Sun Dec 2nd through Sat the 8th, 2018 at Palais des Congrès de Montréal
This paper develops multivariate information measures in fairly general probability spaces based on Bayesian Networks. The references include a variety of references on multivariate and conditional information theory, although some related work has appeared at NIPS in recent years, such as  and other work by the authors of . The reference list and prior art sections appear to be adequate, though explicit pointers to a set of papers prototypical of the \Sigma H paradigm would be useful. The extension to multivariate information measures is an original advance in the context of prior literature, and highlights some defects in prior literature (lines 180-183). The paper is well written overall. I feel like the technical content and style of this paper is more suited to a statistics or information theory venue, like IEEE Transactions on information theory, in line with many of the references presented, but is still within the purview of NIPS. Figure 3 is useful in the context of describing the proposed estimator. The presentation of numerical results in Figure 2 should include some confidence intervals for the estimates for better comparison of methods. The selection of experiments seems sufficient in Section 5, though calling your estimator GDM or something rather than "mixture" may make it a bit clearer. Update: Re-scored in light of author's responses and reviews.

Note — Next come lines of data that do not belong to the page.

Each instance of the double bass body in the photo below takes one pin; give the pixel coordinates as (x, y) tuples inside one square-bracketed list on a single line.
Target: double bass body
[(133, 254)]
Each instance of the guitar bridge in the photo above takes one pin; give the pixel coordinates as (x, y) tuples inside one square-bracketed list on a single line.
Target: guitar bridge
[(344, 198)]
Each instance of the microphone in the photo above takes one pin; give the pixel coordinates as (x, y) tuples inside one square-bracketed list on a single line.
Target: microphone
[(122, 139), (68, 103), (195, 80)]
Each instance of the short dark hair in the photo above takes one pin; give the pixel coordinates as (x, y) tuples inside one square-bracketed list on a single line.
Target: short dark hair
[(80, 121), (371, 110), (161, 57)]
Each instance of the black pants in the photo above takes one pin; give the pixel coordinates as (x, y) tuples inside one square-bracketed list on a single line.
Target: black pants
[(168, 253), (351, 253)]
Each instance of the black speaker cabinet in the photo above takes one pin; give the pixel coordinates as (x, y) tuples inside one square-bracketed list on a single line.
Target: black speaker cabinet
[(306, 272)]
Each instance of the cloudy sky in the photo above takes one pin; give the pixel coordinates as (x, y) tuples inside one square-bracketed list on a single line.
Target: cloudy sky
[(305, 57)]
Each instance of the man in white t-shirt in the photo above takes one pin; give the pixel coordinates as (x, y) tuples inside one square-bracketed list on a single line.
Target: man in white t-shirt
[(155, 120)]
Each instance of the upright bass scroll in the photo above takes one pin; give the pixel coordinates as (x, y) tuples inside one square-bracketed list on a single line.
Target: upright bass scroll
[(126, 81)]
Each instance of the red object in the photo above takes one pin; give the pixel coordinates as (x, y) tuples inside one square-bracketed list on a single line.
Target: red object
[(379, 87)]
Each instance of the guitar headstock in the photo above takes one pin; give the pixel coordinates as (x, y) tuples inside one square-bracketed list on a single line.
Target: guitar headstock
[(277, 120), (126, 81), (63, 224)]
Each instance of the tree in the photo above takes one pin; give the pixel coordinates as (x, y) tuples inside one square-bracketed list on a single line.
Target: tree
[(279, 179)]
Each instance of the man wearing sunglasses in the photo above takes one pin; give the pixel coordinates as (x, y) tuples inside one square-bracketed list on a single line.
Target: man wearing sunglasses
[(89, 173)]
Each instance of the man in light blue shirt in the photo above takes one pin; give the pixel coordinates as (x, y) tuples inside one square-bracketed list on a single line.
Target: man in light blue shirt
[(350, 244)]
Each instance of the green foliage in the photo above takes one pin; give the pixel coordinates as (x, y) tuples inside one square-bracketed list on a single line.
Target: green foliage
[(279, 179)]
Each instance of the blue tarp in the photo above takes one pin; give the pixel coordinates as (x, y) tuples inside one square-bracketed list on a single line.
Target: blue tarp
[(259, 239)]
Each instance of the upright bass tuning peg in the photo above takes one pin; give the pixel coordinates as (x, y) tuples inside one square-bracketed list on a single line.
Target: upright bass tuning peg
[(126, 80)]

This paper introduces consistent estimators for several information theoretic quantities, given access to iid samples from the underlying distribution. Known estimators impose very stringent assumptions on the underlying distribution (finite support or underlying density etc.), while the major thrust of this article is to introduce a method which is valid fairly generally, and has guarantees under minimal assumptions. I believe the problem to be of significant importance, and very well-aligned with the interests of this community. The paper is very well written, motivates the problem in very clear terms, and proposes a fairly general solution. The authors provide a very succinct summary of the state of the art, and compare their proposed procedure to other alternative and existing estimators through extensive numerical experiments. As a comment, I request the authors to also discuss situations where the Assumptions (L209) are violated, and scenarios where their estimator might be expected to behave poorly.
This paper considered the problem of estimating (multivariate) mutual information from the i.i.d. drawn data samples. While this problem has been rather extensively studied in the literature recently, most current methods focus on estimating entropy/differential entropy and then use them to build a plug-in estimator for mutual information. Apparently, this method does not work for general probability spaces with mixed value components. This paper proposed a new angle of viewing (multivariate) mutual information as divergences between a given distribution and a graphical model structure. The most important advantage of the proposed angle is that the Radon-Nikodym derivative is guaranteed to exist and thus the divergences are well defined for general probability spaces. The authors then proposed an estimator to estimate such divergences based on the coupling trick used to construct the well-known KSG estimator and proved the consistency of the proposed estimator. The paper is well organized and well written. In my opinion, the technical innovation is sufficiently novel for publication. My main complaint about this work is that just like the KSG estimator, the computational complexity of the proposed estimator is very high, especially for multi-dimensional distributions. This limits the applicability of the estimator in practice.